ATLANTA – Embarrassed ESPN officials admitted on Thursday morning that analyst Paul Maguire had been abandoned on his end-zone camera boom position at the Georgia Dome since Monday night’s Peach Bowl broadcast, but stressed that a rescue effort was currently underway.

For the past several seasons, Maguire has acted as a third analyst on national broadcasts on ESPN and ABC. While Brad Nessler and Bob Griese work in the press box, Maguire is positioned on a giant camera boom behind one end zone, giving him what ESPN officials called a "unique perspective" on the game.

"While we would love for all of our broadcasts to perfect, anyone in the industry knows that this just isn't possible," said ESPN Executive Senior Vice President of Studio and Event Production Norby Williamson. "Unfortunately, there were a serious of mistakes and situations that led to Paul remaining on his broadcast post for an extended period of time."

Williamson said that several factors were involved. The responsibility for removing Maguire from his camera crane position usually falls on production assistant Scott "Scooter" Jones, but he missed the Peach Bowl to attend to the birth of his first child. The replacement production assistant who put Maguire onto his post had been called away on other production duties, but had failed to re-assign the job of lowering Maguire from the 15-foot tall crane.

"The fact that it was New Year's Eve didn't help matters," Williamson said. "A lot of the crew wanted to get out of there as quickly as possible, especially since the game had run into overtime. There were apparently some pretty 'bumpin' parties down in the Buckethead District, and our crew wanted to enjoy their evening. Somehow in the rush, no one thought to get Paul down."

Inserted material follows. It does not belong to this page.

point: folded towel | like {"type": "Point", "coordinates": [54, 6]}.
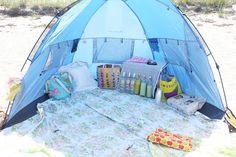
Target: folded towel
{"type": "Point", "coordinates": [170, 140]}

Further complicating matters was the fact that Griese, designated as Maguire's "travel buddy", was apparently in no condition to assist after the game.

"We usually assign Bob to help make sure that Paul gets to the airport OK and doesn't get confused in a new city and become hopelessly lost again," Williamson said. "But to tell you the truth, Bob's been hitting the bottle pretty good since the Patriots won their last game and matched Bob's 1972 Dolphin team for a perfect record. When we were packing up and ready to leave 45 minutes after sign-pff, Bob had already gotten into the rye, and you know him and the rye."

It is believed that Macguire, 69, fell asleep after the final play of the game, and did not wake up until the next morning. He was found by a crew late Wednesday night coming into the Georgia Dome to set up for an upcoming Miley Cyrus concert. Maguire was reported to be in fair condition, although he requested a Tab soda and some Cream of Wheat after not having eaten or drank for almost 48 hours.

Initial attempts to remove Maguire from the crane were unsuccessful, as workers' attempts to shout instructions to Maguire on how to work the crane controls located on an armrest right next to him were hampered my Maguire's poor hearing and his, in the words of one rescue worker, "complete inability to work anything electronic that is more complicated than a toaster."

"I sensed that something was wrong on the shuttle back to the hotel," said Nessler. "Something didn't smell right - and I'm not just talking about Griese and his rye. Some smell was missing. Looking back now, it was the Old Man smell that Paul has. It's overpowering - like burnt coffee, Vicks and mothballs. Frankly, that's the reason he's out in the end zone instead of in the booth with us."

This marks the worst incident of a broadcaster being left behind after an assignment since Jim McKay was stranded in Austria following a broadcast of a Formula 1 race on ABC's Wide World of Sports in 1975 and was forced to eat color commentator Jackie Stewart to survive.